2014-03-09 2:08 GMT+04:00 John Smith <tomcat.ran...@gmail.com>:
> Sorry, forgot: Tomcat 7.0.42
>
>
> On Fri, Mar 7, 2014 at 3:59 PM, John Smith <tomcat.ran...@gmail.com> wrote:
>
>> The NIO connector has two attributes from the standard HTTP Connector
>> implementation, maxConnections and maxThreads with defaults of 10000 and
>> 200, respectively.
>>
>> Can anyone shine some light on how these work together? If I'm allowing up
>> to 10000 connections, would that mean I only have 200 threads to process
>> through them? It would seem to be a disparity between the defaults. If I'm
>> expecting maxConnection numbers in the area of ~2000 at any given time,
>> wouldn't I want to bump up my maxThreads closer to match that?
>>
>> Production environment is:
>>
>> DELL PowerEdge R720
>> Single Socket Six Core Intel Xeon E5-2640 2.5GHz
>> 32 GB RAM
>> RHEL 6
>>

Roughly speaking,

The new APIs in java NIO and in Apache APR (and ultimately in
underlying OS) allow to test whether there are incoming data on a
network socket without actually reading it.

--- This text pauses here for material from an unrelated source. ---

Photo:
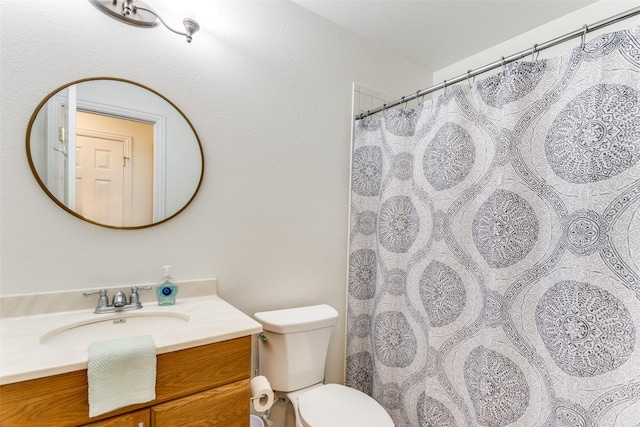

A thread is needed when Tomcat calls your code in a web application to
process a request.

When request processing ends and control is returned to Tomcat, the
request processing thread is decoupled from connection and is used to
process other connections.  With keep-alive feature in HTTP/1.1
protocol there may be several HTTP requests on the same HTTP
connection,

maxConnections = how many open HTTP connection can be hold by Tomcat
maxThreads = how many requests are being actively processed at the same time.